Eppure, l’ideologia del “faccio quello che mi pare” è un altro caposaldo ideologico su cui è costruito questo video dittatoriale e terrorista. Dittatoriale, perchè nessuno degli accusati ha mai diritto di replica, e terrorista perchè definisce il “sistema scolastico” come uno dei “peggiori crimini mai commessi”. Una definizione che dà la misura della malafede di questo video. Davvero l’uccisione della creatività, o il rispetto dei programmi ministeriali, o lo stare seduti composti… sarebbe uno dei peggiori crimini mai commessi? Non so, al pari della Shoah? Dello sterminio dei pellerossa? Di una guerra? Delle mine antiuomo? Dell’ecomafia? Della tortura? Stiamo scherzando, vero?
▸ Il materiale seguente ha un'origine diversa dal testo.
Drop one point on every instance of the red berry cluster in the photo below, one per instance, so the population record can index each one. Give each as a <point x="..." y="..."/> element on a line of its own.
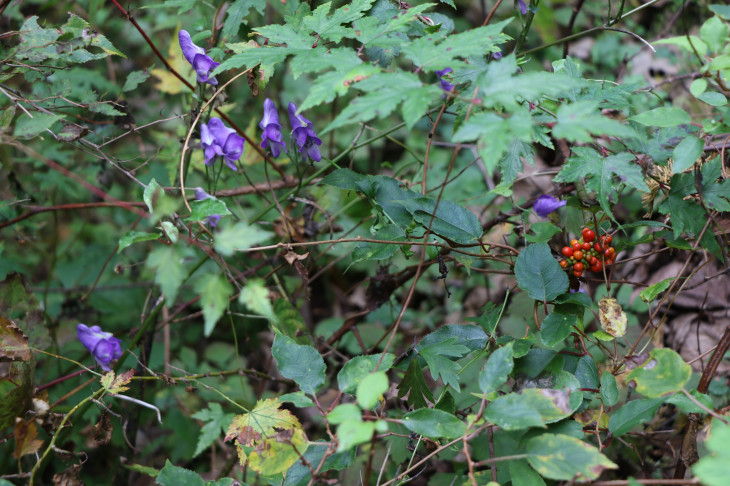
<point x="587" y="253"/>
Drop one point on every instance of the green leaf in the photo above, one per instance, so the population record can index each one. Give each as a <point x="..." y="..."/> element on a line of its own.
<point x="239" y="237"/>
<point x="497" y="370"/>
<point x="556" y="327"/>
<point x="216" y="423"/>
<point x="664" y="372"/>
<point x="663" y="117"/>
<point x="577" y="121"/>
<point x="414" y="384"/>
<point x="329" y="26"/>
<point x="132" y="237"/>
<point x="207" y="207"/>
<point x="561" y="457"/>
<point x="631" y="414"/>
<point x="172" y="475"/>
<point x="686" y="153"/>
<point x="300" y="363"/>
<point x="539" y="273"/>
<point x="169" y="270"/>
<point x="359" y="367"/>
<point x="534" y="407"/>
<point x="434" y="423"/>
<point x="27" y="127"/>
<point x="214" y="291"/>
<point x="609" y="390"/>
<point x="712" y="469"/>
<point x="437" y="357"/>
<point x="371" y="388"/>
<point x="255" y="296"/>
<point x="651" y="292"/>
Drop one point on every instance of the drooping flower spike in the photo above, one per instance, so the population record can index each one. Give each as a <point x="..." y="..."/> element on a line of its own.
<point x="303" y="135"/>
<point x="445" y="84"/>
<point x="104" y="347"/>
<point x="271" y="138"/>
<point x="546" y="204"/>
<point x="200" y="195"/>
<point x="219" y="140"/>
<point x="196" y="56"/>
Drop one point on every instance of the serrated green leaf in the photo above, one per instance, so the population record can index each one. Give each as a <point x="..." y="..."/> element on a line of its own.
<point x="132" y="237"/>
<point x="438" y="358"/>
<point x="255" y="296"/>
<point x="561" y="457"/>
<point x="434" y="423"/>
<point x="239" y="237"/>
<point x="497" y="370"/>
<point x="664" y="372"/>
<point x="300" y="363"/>
<point x="360" y="366"/>
<point x="214" y="291"/>
<point x="414" y="384"/>
<point x="371" y="388"/>
<point x="539" y="273"/>
<point x="651" y="292"/>
<point x="631" y="414"/>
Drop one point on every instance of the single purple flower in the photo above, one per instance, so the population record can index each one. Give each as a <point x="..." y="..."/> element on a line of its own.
<point x="196" y="56"/>
<point x="200" y="195"/>
<point x="104" y="347"/>
<point x="218" y="139"/>
<point x="271" y="138"/>
<point x="445" y="85"/>
<point x="546" y="204"/>
<point x="303" y="135"/>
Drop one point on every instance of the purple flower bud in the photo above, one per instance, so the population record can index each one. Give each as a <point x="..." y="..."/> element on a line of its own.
<point x="445" y="85"/>
<point x="546" y="204"/>
<point x="213" y="219"/>
<point x="217" y="139"/>
<point x="271" y="138"/>
<point x="104" y="347"/>
<point x="196" y="56"/>
<point x="303" y="135"/>
<point x="523" y="6"/>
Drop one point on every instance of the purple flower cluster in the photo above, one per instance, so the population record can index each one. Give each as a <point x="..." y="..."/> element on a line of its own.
<point x="201" y="195"/>
<point x="546" y="204"/>
<point x="196" y="56"/>
<point x="219" y="140"/>
<point x="302" y="134"/>
<point x="104" y="347"/>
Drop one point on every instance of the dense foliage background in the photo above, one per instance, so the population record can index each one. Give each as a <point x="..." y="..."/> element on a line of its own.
<point x="387" y="291"/>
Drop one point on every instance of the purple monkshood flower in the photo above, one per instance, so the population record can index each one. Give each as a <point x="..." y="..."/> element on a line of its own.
<point x="271" y="138"/>
<point x="104" y="347"/>
<point x="304" y="136"/>
<point x="218" y="139"/>
<point x="445" y="85"/>
<point x="196" y="56"/>
<point x="546" y="204"/>
<point x="200" y="195"/>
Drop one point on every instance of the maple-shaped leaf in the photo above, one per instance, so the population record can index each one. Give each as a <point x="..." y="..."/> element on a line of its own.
<point x="26" y="441"/>
<point x="438" y="356"/>
<point x="263" y="421"/>
<point x="116" y="384"/>
<point x="415" y="386"/>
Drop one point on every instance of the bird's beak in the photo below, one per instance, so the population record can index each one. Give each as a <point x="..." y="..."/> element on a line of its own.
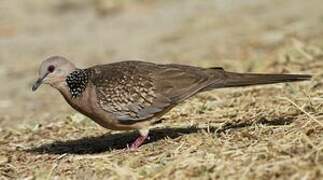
<point x="38" y="82"/>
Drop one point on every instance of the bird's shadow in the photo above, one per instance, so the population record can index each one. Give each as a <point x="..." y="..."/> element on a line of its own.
<point x="109" y="142"/>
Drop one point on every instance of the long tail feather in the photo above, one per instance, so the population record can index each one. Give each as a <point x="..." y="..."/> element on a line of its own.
<point x="247" y="79"/>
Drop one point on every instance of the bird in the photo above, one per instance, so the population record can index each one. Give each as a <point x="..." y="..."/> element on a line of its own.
<point x="134" y="95"/>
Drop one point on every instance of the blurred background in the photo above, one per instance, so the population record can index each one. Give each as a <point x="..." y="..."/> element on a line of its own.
<point x="238" y="35"/>
<point x="265" y="137"/>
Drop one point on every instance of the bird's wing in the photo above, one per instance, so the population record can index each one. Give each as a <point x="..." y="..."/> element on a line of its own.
<point x="136" y="91"/>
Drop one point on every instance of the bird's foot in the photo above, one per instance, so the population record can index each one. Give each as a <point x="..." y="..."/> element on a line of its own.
<point x="138" y="142"/>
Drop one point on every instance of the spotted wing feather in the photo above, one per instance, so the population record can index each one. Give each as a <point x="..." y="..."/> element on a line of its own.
<point x="127" y="92"/>
<point x="135" y="91"/>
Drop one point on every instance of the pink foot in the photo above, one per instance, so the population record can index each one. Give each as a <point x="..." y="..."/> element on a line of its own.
<point x="138" y="142"/>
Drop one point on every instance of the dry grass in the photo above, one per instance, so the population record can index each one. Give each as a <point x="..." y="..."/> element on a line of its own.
<point x="266" y="132"/>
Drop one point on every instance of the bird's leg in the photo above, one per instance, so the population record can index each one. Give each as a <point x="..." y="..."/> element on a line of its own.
<point x="140" y="140"/>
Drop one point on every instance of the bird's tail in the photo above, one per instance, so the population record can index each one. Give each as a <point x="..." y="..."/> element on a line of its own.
<point x="232" y="79"/>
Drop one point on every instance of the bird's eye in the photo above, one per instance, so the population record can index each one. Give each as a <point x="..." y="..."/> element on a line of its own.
<point x="51" y="68"/>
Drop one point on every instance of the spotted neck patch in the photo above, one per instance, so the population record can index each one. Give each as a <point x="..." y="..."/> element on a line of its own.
<point x="77" y="82"/>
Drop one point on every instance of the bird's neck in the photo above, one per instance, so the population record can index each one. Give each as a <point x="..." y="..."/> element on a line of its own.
<point x="74" y="85"/>
<point x="77" y="82"/>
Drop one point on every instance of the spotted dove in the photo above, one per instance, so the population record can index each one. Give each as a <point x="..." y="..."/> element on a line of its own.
<point x="134" y="94"/>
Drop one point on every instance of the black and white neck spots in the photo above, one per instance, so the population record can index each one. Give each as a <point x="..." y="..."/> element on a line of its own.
<point x="77" y="82"/>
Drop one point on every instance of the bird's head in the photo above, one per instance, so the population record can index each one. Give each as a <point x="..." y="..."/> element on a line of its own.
<point x="53" y="71"/>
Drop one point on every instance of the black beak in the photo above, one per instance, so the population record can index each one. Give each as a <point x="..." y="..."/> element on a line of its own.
<point x="38" y="83"/>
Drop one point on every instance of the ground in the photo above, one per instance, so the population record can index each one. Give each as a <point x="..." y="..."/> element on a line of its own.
<point x="263" y="132"/>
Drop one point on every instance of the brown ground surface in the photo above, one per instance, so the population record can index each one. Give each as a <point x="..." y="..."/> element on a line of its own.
<point x="268" y="132"/>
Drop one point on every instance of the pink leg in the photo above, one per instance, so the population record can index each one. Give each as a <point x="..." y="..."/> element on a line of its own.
<point x="138" y="142"/>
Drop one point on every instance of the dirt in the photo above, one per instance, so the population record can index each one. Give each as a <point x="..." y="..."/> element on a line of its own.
<point x="264" y="132"/>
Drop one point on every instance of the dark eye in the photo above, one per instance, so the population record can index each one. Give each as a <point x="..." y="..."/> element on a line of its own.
<point x="51" y="68"/>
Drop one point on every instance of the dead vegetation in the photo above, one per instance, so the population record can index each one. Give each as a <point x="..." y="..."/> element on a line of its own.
<point x="266" y="132"/>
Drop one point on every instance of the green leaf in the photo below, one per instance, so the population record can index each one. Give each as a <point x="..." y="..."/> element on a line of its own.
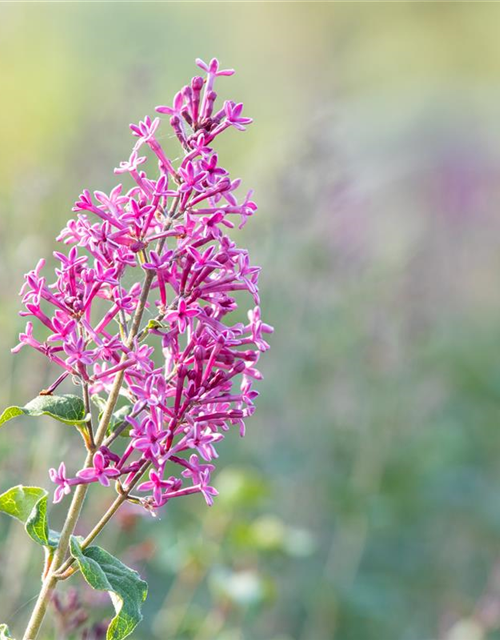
<point x="104" y="572"/>
<point x="5" y="633"/>
<point x="68" y="409"/>
<point x="29" y="506"/>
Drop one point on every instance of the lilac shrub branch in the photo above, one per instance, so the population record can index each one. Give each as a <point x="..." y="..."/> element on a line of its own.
<point x="186" y="375"/>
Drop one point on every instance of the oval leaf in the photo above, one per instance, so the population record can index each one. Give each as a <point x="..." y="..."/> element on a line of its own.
<point x="29" y="506"/>
<point x="104" y="572"/>
<point x="68" y="409"/>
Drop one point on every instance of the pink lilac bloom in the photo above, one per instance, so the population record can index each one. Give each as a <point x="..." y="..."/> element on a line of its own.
<point x="188" y="370"/>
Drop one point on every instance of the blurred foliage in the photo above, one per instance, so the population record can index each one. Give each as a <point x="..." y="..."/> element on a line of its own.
<point x="364" y="501"/>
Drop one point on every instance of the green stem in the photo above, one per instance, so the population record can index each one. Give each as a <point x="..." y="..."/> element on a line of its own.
<point x="75" y="508"/>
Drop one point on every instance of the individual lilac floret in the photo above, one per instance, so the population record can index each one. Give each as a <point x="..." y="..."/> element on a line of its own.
<point x="187" y="372"/>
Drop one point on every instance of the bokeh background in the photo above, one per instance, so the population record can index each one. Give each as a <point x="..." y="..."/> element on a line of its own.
<point x="364" y="503"/>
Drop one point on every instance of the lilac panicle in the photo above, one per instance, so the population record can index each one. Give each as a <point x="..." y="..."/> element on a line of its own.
<point x="188" y="374"/>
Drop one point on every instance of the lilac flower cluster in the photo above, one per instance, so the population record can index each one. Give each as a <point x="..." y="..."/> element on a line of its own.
<point x="186" y="370"/>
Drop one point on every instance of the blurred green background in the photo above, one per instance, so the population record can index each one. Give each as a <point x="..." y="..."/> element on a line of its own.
<point x="364" y="503"/>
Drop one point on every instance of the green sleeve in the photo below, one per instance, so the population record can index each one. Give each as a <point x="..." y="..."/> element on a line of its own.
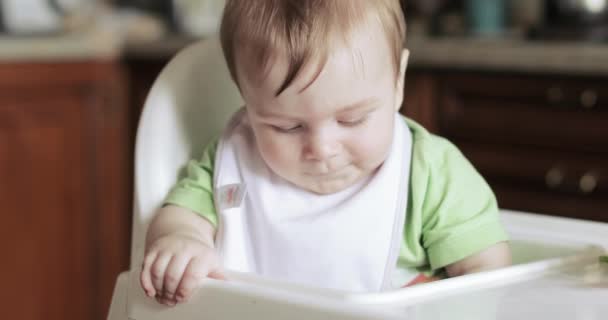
<point x="452" y="212"/>
<point x="195" y="191"/>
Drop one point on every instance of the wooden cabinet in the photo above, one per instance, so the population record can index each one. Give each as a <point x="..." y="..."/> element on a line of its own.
<point x="65" y="157"/>
<point x="541" y="141"/>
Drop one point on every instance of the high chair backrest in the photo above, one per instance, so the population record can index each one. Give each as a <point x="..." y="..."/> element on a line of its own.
<point x="188" y="104"/>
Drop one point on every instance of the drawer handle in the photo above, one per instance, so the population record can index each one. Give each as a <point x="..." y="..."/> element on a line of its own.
<point x="589" y="98"/>
<point x="555" y="95"/>
<point x="588" y="182"/>
<point x="554" y="177"/>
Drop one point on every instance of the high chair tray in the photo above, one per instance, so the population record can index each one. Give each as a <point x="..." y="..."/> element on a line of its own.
<point x="557" y="274"/>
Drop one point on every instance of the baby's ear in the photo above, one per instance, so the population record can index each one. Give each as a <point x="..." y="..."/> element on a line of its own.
<point x="405" y="55"/>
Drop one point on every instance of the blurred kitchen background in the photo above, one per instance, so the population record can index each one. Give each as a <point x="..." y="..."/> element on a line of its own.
<point x="520" y="86"/>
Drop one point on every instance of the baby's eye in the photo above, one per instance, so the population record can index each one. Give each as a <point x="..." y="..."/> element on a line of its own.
<point x="288" y="129"/>
<point x="352" y="122"/>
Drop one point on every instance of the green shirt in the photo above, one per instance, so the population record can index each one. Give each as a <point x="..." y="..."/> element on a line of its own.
<point x="451" y="213"/>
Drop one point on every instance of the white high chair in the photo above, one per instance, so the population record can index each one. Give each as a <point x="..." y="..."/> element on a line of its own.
<point x="191" y="101"/>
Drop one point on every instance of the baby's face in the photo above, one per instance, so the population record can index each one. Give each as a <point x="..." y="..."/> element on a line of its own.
<point x="327" y="135"/>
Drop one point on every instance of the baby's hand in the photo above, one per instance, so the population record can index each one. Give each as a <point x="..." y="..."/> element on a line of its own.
<point x="174" y="266"/>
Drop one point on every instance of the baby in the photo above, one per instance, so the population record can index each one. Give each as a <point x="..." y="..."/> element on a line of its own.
<point x="318" y="180"/>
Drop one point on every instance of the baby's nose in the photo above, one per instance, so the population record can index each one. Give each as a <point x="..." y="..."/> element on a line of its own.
<point x="321" y="147"/>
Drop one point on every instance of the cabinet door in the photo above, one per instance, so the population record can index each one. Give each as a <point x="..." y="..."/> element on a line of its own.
<point x="64" y="190"/>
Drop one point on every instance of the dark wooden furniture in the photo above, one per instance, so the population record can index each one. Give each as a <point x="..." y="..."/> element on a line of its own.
<point x="541" y="141"/>
<point x="65" y="158"/>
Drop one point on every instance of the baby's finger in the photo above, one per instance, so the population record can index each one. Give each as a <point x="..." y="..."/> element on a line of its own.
<point x="195" y="272"/>
<point x="173" y="275"/>
<point x="217" y="274"/>
<point x="158" y="271"/>
<point x="145" y="278"/>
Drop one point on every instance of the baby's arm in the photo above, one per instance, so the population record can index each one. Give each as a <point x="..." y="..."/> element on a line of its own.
<point x="179" y="254"/>
<point x="494" y="257"/>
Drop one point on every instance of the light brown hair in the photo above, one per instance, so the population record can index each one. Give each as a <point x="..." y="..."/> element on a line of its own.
<point x="301" y="29"/>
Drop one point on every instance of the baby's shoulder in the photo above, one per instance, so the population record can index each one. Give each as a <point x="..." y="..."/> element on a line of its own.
<point x="429" y="149"/>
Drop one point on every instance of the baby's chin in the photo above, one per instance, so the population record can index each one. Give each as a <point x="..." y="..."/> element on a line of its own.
<point x="322" y="186"/>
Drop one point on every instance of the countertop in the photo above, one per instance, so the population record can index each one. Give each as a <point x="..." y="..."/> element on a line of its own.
<point x="513" y="54"/>
<point x="509" y="54"/>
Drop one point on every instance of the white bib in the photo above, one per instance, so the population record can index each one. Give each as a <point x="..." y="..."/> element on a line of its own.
<point x="349" y="240"/>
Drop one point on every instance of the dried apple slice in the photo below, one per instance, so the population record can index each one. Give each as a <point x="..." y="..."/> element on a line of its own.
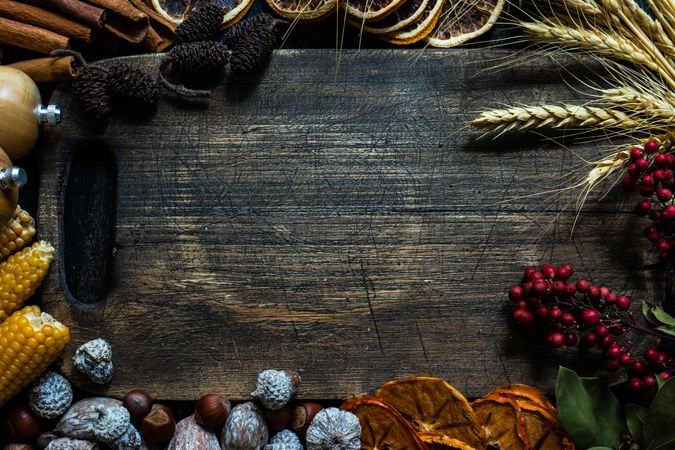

La tua sensibilità dovrebbe rivoltarsi a tali paragoni offensivi per l’intelligenza.

Al contrario io credo che la scuola, per come la conosco e la pratico ogni giorno, sia una grandissima esortatrice alla creatività, di cui gli studenti approfittano molto. Gli studenti che desiderano stare a scuola e avere insegnanti bravi sono la stragrande maggioranza. Mentre c’è una piccolissima minoranza che non vuole essere studente, e si ribella al sistema scolastico. Tale piccola minoranza è ascoltata continuamente dalla scuola italiana, e si creano centinaia di percorsi per aiutare chi vive male la scuola. Ma cambiare l’intero sistema scolastico – che funziona per 23 studenti su 25 – mi sembra assurdo.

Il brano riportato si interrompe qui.